Kemarin itu saya di telepon si armin dalam tukar percakapan yang panjang. Panjang sekali… sekali… membuat henpon saya memuai di genggaman dan kuping saya berdengung.
Percakapan itu sepertinya berjudul “sepanjang jalan kenangan.” Jalan kenangan hingga armin bisa menjadi penulis. Yang salah satu buku jalan kenangannya itu berjudul: bal la ap.
Ba la ap sebuah buku kutipan bagaimana armin mengangkat kisah-kisah unik perjalanan barat-selatan,
Perjalanan kampung terisolir oleh buruknya infrastruktur hingga tokoh-tokoh unik yang menjadi pelakonnya. Dan “ba la ap” itu sendiri adalah tokoh di buku itu.
Kalua anda pernah membaca tentang si “ba la ap” ini pasti kesimpulannya sama dengan saya. Manusia setengah gila… Gak gila penuh… hahahaha…
Di buku “ba la ap” ini saya juga termasuk salah seorang investornya. Investor dari foto-foto yang di share armin. Foto rakit dan jalan kubangan…..
Share saya di buku-buku tulisannya masih ada lagi. Setiap ia akan menerbitkan buku armin rutin minta saya untuk menulis “sekapur sirih.”
Dalam percakapan yang bertele-tele itu armin punya permintaan khusus. Permintaan aneh. Tentang bagaimana konstruksi nyanyian atau puisi hasyim yang pernah ia baca dalam sebuah antalogi..
Sebenarnya saya enggan menulis konstruksi sebuah puisi. Saya masih ukuran balita untuk membahas tentang puisi. Saya tahu betapa sulitnya untuk mengejawantahkan tulisan mengenai puisi.
Untuk sebuah puisi saja sulitnya ya.. ampun. Ingat tentang puisi “aku” milik chairil anwar. Hingga kini puisi milik si “binatang jalang” itu masih hang hing heng di bahas.
Saya tak tahu harus dari mana menuliskan konstruksi puisi-puisi hasyim. Ada kepanikan. Tapi saya tak bisa berdalih. Sebab dalih, atau daleh, dalam tata pergaulan kami di negeri di “naca” pantang.
Apalagi armin masih ngelesot dengan cerita tentang “stroke” ringan yang baru saja menghembatnya. Sehingga di hari saya saling menyapa itu ia masih terbata-bata merangkai kata.

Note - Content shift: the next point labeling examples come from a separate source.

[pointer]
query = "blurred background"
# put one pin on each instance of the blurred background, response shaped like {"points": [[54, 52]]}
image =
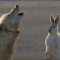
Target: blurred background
{"points": [[34, 26]]}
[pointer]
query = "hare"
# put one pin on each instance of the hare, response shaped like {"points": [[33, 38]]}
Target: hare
{"points": [[9, 24], [52, 41]]}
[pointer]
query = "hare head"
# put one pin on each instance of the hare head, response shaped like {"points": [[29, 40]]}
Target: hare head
{"points": [[54, 25]]}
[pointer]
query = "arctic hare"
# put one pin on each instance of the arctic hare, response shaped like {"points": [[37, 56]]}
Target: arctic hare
{"points": [[9, 24], [52, 41]]}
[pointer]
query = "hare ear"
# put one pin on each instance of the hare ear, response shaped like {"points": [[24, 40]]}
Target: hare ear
{"points": [[57, 19], [52, 19]]}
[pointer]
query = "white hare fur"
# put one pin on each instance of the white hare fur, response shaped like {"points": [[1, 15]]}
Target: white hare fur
{"points": [[9, 23], [52, 41]]}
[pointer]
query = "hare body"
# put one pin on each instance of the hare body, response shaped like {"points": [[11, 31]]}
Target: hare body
{"points": [[52, 43]]}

Armin mengatakan, ia masih sulit bergerak. Bagian badan kanannya seperti lumpuh. Kebas. Ia dianjurkan berbaring.
Ya… sudah… Permintaannya saya iya kan… Saya yakin kalau tulisan ini tuntas dan langsung forward ke whatsapp-akan bisa jadi obat. Dari sini nanti ia akan bisa mengais-ngais masa indah pertemanananya dengan si hasyim.
Adios min……
Saya nukau saja…
Setahu saya hasyim produktif melahirkan banyak puisi. Namun bukan dengan semangat menegas-negaskan kepenyairannya.
Itu bisa di baca, ada banyak penyair lain, baik yang seangkatan maupun dari generasi di bawahnya.
Bagi hasyim, berpuisi seolah adalah pemenuhan kebutuhan untuk bercakap-cakap dengan dirinya; untuk mengekspresikan penghayatan personal atas pengalaman-pengalaman yang sangat pribadi.
Ia tak pernah meniatkan puisinya sebagai program pengubah kehidupan sosial.
Ia tak menunjuk kondisi patologi sosial yang merisaukan dan mendesakkan resep umum agar semua itu segera diperbaiki.
Menghayati sesuatu, apalagi yang intim, tidak cocok disajikan dengan berteriak
Nada rendah yang menyerupai gumam dalam puisi-puisinya juga terlihat dari pilihan diksinya.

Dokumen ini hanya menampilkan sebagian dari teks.